La Brea tar pits like sabre-tooth tigers
who had their fangs pulled like crescent moons
and went down into history,
dark, dark, dark, they all go into the dark,
like toothless Smilodons.
And, yes, the sound of the bees in the locust trees
returning like ghosts in the spring
to the seance they liked best
to pick up where the flowers and the thorns left off.
But you can’t impress an abyss of solitude
with your radiance. The wavelengths
just keeping going on into forever
looking for something that might come to life
in their light. A crocus. A planet.
A cryonically frozen fly on the windowsill.
You walk alone with the Alone long enough
and you begin to realize
even when you pour your heart out
like white gold out of crude ore
you’ve been talking to yourself all along
and what you hear is the sacred syllable
of your own buzzing
resonating in the deaf ears of the hollyhocks,
as if you were rubbing your finger around the rim
of a Tibetan prayer bowl full of nothing
or a tower of hydra-headed microwave dishes,
though snakes don’t have any ears,
listening to the humming bird, the butterfly
the bee, the black beetle that looks
as if it were designed to pull paperclips out of paper,
the red ant chafing firesticks of formic acid,
a different voice in every different ear,
as if one wavelength per flower were a bellyful
of the same cosmic background hiss of radiation
I’ve being trying to write
like a symphony for a snakepit in B minor
with nothing but a bird bone flute to play it on
at twice the speed of sound
on the moon, people, on the moon
trying to replace the old dozy cow bell
in the firesteeple next to the local library
with a sonic boom, people, a sonic boom
well outside the oral tradition of lightning.

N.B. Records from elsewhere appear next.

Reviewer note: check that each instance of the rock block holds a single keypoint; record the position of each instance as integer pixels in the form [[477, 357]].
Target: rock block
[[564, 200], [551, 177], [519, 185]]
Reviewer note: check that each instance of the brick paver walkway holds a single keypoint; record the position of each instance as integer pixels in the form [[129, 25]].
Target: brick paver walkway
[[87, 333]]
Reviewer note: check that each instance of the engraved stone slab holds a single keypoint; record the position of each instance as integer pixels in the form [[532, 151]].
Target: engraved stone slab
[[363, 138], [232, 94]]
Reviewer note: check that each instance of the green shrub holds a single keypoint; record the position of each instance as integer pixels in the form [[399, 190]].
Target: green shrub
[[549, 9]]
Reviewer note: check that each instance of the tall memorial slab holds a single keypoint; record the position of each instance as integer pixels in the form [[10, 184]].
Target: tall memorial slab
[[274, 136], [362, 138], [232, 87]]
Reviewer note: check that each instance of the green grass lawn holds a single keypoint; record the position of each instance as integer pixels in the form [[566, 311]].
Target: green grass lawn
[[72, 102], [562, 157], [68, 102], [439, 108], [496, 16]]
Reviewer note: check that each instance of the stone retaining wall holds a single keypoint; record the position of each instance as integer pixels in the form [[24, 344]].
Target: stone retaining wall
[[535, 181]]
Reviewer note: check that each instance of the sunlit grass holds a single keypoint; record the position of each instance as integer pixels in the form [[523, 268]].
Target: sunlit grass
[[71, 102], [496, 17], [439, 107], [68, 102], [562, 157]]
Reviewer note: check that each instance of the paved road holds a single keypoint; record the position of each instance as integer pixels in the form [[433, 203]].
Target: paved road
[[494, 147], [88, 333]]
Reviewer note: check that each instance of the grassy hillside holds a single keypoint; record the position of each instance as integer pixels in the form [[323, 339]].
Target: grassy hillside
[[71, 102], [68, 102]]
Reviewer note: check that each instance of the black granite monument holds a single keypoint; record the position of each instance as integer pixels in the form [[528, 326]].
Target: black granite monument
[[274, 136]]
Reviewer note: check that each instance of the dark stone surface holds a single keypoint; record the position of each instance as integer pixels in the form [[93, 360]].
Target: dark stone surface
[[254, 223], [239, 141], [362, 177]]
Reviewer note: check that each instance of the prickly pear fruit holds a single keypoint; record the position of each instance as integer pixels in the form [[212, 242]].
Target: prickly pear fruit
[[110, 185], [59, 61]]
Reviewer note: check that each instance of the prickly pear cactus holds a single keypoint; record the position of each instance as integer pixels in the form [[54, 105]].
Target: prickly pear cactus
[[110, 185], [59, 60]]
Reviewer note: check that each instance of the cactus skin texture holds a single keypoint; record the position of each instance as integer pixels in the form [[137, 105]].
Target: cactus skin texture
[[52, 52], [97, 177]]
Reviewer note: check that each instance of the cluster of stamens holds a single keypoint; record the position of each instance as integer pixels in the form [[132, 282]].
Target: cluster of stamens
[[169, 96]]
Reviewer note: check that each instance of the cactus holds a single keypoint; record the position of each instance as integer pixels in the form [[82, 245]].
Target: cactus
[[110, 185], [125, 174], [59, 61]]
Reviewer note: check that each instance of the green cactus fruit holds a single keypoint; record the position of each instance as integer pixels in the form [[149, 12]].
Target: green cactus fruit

What kind of a dove would it be
if it were merely the echo of a loveletter
I sent out to look for land
instead of the real voice
of the wind in the winter chimney
lamenting the passage of the birds
that used to bear and raise their young in it,
and though the wind says as much as it ever did,
its vocabulary is being reduced
by a few more words every year
and there are longer silences between the stars
that make it look as if
someone’s finally got a fire going
that’s more light than smoke
and nothing, not even the stone pillow
of this luckless day can smother.
Because I’m going to cradle it
like a young bird I found in my hands
and I’m going to blow on it ever so gently
so as not to blow it out
and mentor it like a dragon
until it grows flames for feathers
and learns to fly like a phoenix in winter
with my breath under its wings.
Muhammad ascended to seventh heaven on Buraq
to see the angel of light as it really is
and Perseus has fallen off the milk wagon
it hitched the Great Square of Pegasus to,
and Einstein rode a beam of light
all the way from the Swiss Patent clock tower
into a continuum of time and space
in an oscillatory electromagnetic
charged particle field at rest,
and Hermes the Thrice-Blessed
has got wings on his heels
and one where his tongue used to be
as beautiful and eloquent as the parabolic trajectory
of an arrow whose medium
can’t help but be true to the message.
Something that’s lost upon
all these mythically inflated weather balloons
drifting like Medusan jellyfish among the stars
as if inspiration were just a matter of elevation
and if you got high enough on yourself
you could turn your farce into a legend
and run with the dragons
like a circumpolar constellation
that doesn’t know when to leave the stage.
Alcor and Mizar in the handle of the Big Dipper,
Horse and Rider, stars for spurs,
I’m going to ride
my tiny unbroken seahorse bareback
like a Zen cowboy reincarnated
from an unsaddled Cossack
into a Pacific sunset
face-painted like a rodeo clown
with the constant smear of a grin on my face
and my feet on the ground
and an old whiskey barrel for pants
that keep falling down
to reveal my red rapper boxer shorts
to get a cheap laugh out of the bullshit
that keeps bringing me down
like Don Quixote at Sancho Panza’s expense.
Taurus tilting at the winter solstice
when sun and moon, fire and ice
stand still as the unhinged windmills
in the Tiffany china shops of the zodiac,
I will risk my life like a Chaplinesque matador
or Mithras Tauroctonus
when the sun shines at midnight
just to poke fun like swords of light
through the voodoo heart of the raging bull
that takes itself way too seriously
to be the sign of enlightenment that Capricorn is.